Watt's work, the product of more than two years of field research in three Philadelphia churches-a nondenominational congregation called Oak Grove Church, the Philadelphia Mennonite Fellowship, and the Philadelphia Church of Christ-proposes to provide "an ethnographic analysis" of the Christians identified in his title. "Bible-carrying Christians," the author explains, are those who carry "their own copy of the Bible to church on Sunday morning"-a practice, he confesses, those in his own Episcopal tradition would consider "odd." Watt aims to assess how conservative Protestant congregations view relationships of social power, and the way in which these churches "shape our understanding of which power relations are suspect and which are not."

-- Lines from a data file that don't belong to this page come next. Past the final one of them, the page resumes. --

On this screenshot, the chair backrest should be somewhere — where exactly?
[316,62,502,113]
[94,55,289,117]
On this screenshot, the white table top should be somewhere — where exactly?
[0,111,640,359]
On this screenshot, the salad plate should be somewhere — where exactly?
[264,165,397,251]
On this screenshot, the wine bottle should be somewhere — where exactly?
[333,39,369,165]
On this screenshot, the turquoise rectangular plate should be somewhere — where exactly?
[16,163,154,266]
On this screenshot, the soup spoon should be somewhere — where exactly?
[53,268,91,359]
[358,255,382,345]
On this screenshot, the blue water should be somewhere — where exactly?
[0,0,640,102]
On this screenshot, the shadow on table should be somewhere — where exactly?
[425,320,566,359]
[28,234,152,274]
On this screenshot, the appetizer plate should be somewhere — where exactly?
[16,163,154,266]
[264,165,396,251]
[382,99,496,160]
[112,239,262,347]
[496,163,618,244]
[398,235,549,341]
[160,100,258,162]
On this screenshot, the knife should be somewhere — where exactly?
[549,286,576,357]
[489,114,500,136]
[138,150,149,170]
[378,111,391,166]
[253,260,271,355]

The book provides interesting, even sympathetic vignettes of the life and workings of these congregations. Yet at the same time it disappoints by failing to make good on its comprehensive agenda. Snapshots taken between October 1991 and December 1993 of three small east coast urban congregations hardly make for a complete view of the subject Watt sets out to address. Moreover, one gets the sense that Watt's intended audience consists of those for whom the practices of Bible-carrying Christians are a strange and exotic phenomena. For many readers of Modern Reformation, much here will seem rather commonplace. Some of it will sadly confirm the excesses and foibles of mainstream American Evangelicalism so brilliantly dissected in David Wells's recent works.
Yet, given the political and social influence wielded by Bible-carrying Christianity, Watt's central question is an important one: Which social arrangements and relationships are "naturalized" in such a context? By "naturalized," Watt means that they "treat something that is actually historically constructed as though it were self-evidently 'natural' and therefore beyond questioning." One need go no further in history than the conservative Protestant churches' stance on slavery and racial equality to see that Watt here pursues a line of critical analysis that the American churches, in their own self-examinations, have notoriously neglected.
Watt consciously seeks to occupy a "neutral" ethnographic position "between belief and unbelief." Though his own liberal biases emerge, he deserves commendation for his "attempt to make [himself] a little less parochial." One only hopes that some of the subjects of his research will manage to muster the same sense of fair-minded decency. (At one particularly cringe-making point, Watt describes his conversation with a Church of Christ "discipler" who tells him, "in a contemptuous tone, 'It is easy to convert poor people. They are so needy.'") Yet the difficulty in maintaining his own neutrality quickly surfaces in the list of categories by which Watt proposes to conduct the analysis; he focuses, he says, on the ways in which these churches "do and do not naturalize the authority of the U.S. state, of modern corporations, of ministers, of men, and of heterosexuals."
Watt simply assumes that these are the important questions to ask, and that they are all equally important. He furnishes no independent justification for setting these concerns as his index of value. Nor does he attempt to provide criteria for distinguishing what sorts of social relationships are simply carried over from the dominant culture, or tradition, and which are authentically "natural." Presumably, in the "value-free" democratic culture championed by Richard Rorty and embraced by so much of the academy with which Watt identifies, nothing is natural; most if not all of the network of human social relationships are the product of historical conditioning. This creates an ironic effect: Watt appears to be genuinely frustrated that the mantra of his own formative years, "question authority," no longer carries the bite it used to. Could it be that Bible-carrying Christians actually do question authority, just not the kind Watt does?